He spoke quietly at first, then his voice seeming charged with his
leaping ambition set responsive chords within her thrilling. He
pictured to her the state he was going to found, organize, rule, an
uncertain number of fair miles stretching along a tropical coast; he
made her see again a palatial dwelling with servants in livery, the
blue waters of the Gulf, the white of dancing sails. He spoke of a
peace which was going to be declared between warring factions below the
border within thirty days, of the magnificence to be Francisco Villa's,
of the position to be occupied by Jim Galloway at Villa's side. His
planned development of a gold-mine he mentioned merely casually.

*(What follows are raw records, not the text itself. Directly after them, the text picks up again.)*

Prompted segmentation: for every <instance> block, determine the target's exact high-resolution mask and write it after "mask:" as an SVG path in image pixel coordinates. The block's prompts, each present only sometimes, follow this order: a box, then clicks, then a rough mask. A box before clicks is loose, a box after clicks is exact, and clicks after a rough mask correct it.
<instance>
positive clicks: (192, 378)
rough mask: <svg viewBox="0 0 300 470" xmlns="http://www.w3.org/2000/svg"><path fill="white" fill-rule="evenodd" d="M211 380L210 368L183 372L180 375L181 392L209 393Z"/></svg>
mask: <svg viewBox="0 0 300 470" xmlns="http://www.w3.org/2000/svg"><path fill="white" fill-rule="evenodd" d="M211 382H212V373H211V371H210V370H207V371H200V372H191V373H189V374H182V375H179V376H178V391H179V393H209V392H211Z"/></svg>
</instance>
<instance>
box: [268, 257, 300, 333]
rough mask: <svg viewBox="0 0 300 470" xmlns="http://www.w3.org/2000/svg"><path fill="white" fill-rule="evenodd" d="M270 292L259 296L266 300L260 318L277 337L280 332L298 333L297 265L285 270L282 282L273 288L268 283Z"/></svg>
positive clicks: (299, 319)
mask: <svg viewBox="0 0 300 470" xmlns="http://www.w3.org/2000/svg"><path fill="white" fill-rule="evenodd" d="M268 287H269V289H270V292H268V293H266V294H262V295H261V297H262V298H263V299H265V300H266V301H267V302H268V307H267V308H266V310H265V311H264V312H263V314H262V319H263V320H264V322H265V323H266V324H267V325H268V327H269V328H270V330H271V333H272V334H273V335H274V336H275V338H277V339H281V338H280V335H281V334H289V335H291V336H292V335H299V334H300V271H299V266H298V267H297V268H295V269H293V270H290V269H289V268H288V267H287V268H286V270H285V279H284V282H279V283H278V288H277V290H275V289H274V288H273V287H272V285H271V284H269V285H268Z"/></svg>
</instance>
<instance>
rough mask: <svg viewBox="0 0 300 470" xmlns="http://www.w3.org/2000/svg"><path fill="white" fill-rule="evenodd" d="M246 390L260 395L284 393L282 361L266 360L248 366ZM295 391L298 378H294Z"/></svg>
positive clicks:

And then at length when Florrie was prepared for the passionate
declaration he humbled himself at her feet, lifted his hands to her in
supplication, told her in burning words of his love. Whether the man
did love her with all of the strength of his nature or whether he but
meant to strike through her at John Engle, the richest man of this
section of the State, it was for Jim Galloway alone to know. Certainly
not for Florrie, who listened wide-eyed. . . . Once she thought that
he was about to sweep her up into his arms; they had lifted suddenly
from his sides. She had drawn back, crying sharply: "No, no!" But he
had waited, had again grown deeply deferential, swerving immediately to
further vividly colored pictures of life as it might be, of power and
pomp, of a secure position from which a man and a woman might direct
policies of state, shaping the lives of other men and women.